Oberstaatsanwaltschaft des Kantons Zürich, Güterstrasse 33, Postfach, 8010 Zürich.
Gegenstand
Ermächtigung,
Beschwerde gegen den Beschluss des Obergerichts des Kantons Zürich, III. Strafkammer, vom 18. Dezember 2025 (TB250057-O/U).
Sachverhalt
A.
Das Migrationsamt des Kantons Zürich beauftragte die Kantonspolizei Zürich mit Verfügung vom 5. September 2024 damit, ihm C.________ zuzuführen. C.________ ist der Lebenspartner von A.________, mit der er zwei gemeinsame Töchter hat. Gestützt auf den Zuführungsauftrag nahm der Polizeifunktionär B.________ jeweils zusammen mit einer weiteren Person der Kantonspolizei am 14. und 26. September 2024 an der auf dem Zuführungsauftrag angeführten Wohnadresse von C.________ («c/o A.________, ») Wohnortkontrollen vor. Dabei wurde jeweils A.________, nicht jedoch C.________ angetroffen. A.________ filmte die Kontrolle vom 26. September 2024 mit ihrem Mobiltelefon. Aufgrund dessen rapportierte B.________ am 4. Oktober 2024 wegen Widerhandlungen gegen die allgemeine Polizeiverordnung der Stadt Zürich gegen A.________. Mit Verfügung vom 24. Januar 2025 nahm das Stadtrichteramt der Stadt Zürich eine Strafuntersuchung dazu nicht an die Hand.
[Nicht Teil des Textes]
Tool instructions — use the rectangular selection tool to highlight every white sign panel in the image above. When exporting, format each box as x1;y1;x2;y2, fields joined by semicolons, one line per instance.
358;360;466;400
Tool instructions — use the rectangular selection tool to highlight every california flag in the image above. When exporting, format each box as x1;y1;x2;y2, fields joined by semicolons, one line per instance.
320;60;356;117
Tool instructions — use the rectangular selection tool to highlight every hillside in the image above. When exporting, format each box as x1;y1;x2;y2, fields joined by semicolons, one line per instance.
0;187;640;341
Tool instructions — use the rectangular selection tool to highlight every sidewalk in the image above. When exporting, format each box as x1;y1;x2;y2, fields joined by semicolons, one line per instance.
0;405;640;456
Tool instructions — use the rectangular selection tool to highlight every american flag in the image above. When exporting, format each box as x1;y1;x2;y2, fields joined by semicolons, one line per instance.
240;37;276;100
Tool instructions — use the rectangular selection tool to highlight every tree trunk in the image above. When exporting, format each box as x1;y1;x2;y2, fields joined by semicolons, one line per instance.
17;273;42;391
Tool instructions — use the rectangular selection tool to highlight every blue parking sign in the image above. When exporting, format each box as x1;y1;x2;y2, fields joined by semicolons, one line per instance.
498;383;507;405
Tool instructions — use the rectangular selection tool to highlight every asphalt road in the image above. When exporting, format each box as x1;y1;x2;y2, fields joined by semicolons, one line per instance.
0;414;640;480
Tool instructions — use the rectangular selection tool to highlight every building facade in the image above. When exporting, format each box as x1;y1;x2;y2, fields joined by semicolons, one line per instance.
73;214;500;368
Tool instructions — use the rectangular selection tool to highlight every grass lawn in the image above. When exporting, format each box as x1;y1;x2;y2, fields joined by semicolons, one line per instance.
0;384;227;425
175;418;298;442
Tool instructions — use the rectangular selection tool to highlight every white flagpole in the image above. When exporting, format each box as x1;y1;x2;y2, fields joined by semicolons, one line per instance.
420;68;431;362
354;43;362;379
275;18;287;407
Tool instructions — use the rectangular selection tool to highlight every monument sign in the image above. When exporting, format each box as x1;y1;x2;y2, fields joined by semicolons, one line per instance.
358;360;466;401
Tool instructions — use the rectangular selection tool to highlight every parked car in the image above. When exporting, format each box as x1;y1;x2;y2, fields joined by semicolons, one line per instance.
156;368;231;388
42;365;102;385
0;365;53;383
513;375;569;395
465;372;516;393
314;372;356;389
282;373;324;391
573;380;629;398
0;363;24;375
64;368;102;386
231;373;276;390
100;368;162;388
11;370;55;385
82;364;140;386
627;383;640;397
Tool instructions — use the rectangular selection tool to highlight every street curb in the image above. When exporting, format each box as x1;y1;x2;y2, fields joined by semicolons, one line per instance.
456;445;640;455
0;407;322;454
B. Am 15. Juli 2025 erstattete A.________ Strafanzeige gegen B.________. Darin warf sie ihm im Wesentlichen vor, anlässlich der Wohnortkontrollen vom 14. sowie vom 26. September 2024 seine Amtsgewalt missbraucht zu haben, indem er grundlos bzw. ohne rechtliche Dokumente vorzulegen Wohnortkontrollen durchgeführt habe. Weiter machte sie geltend, der Beschwerdegegner habe sich mit dem Rapport vom 4. Oktober 2024 der falschen Anschuldigung strafbar gemacht. Die Staatsanwaltschaft Zürich-Limatt überwies die Akten via ihre Leitung und die Oberstaatsanwaltschaft des Kantons Zürich an das Obergericht des Kantons Zürich zum Entscheid über die Erteilung bzw. Nichterteilung der Ermächtigung zur Durchführung einer Strafuntersuchung. Das Obergericht verweigerte die Ermächtigung zur Strafverfolgung mit Beschluss vom 18. Dezember 2025.
C.
Mit undatierter Beschwerde in öffentlich-rechtlichen Angelegenheiten (Postaufgabe vom 5. Februar 2026) gelangt A.________ an das Bundesgericht. Sie beantragt die Aufhebung des Beschlusses des Obergerichts und die Erteilung der Ermächtigung zur Durchführung eines Strafverfahrens gegen B.________. Eventualiter sei die Sache zum Neuentscheid an die Vorinstanz zurückzuweisen. In prozessualer Hinsicht stellt sie ein Gesuch um unentgeltliche Rechtspflege sowie die Ausrichtung einer Parteientschädigung. Im Weiteren verlangt sie die Anordnung einer unabhängigen Untersuchung wegen des möglichen Befangenheitsvorwurfs gegen Oberrichter D.________, die Untersuchung des Beamten, der den Einsatzbefehl der Kantonspolizei erstellt habe und weiterer Verantwortlicher sowie die Feststellung, dass der Fall von öffentlichem Interesse sei, was eine öffentliche Anhörung rechtfertige. B.________ und die Staatsanwaltschaft Zürich-Limatt liessen sich nicht vernehmen. Das Obergericht und die Oberstaatsanwaltschaft des Kantons Zürich haben auf eine Vernehmlassung verzichtet.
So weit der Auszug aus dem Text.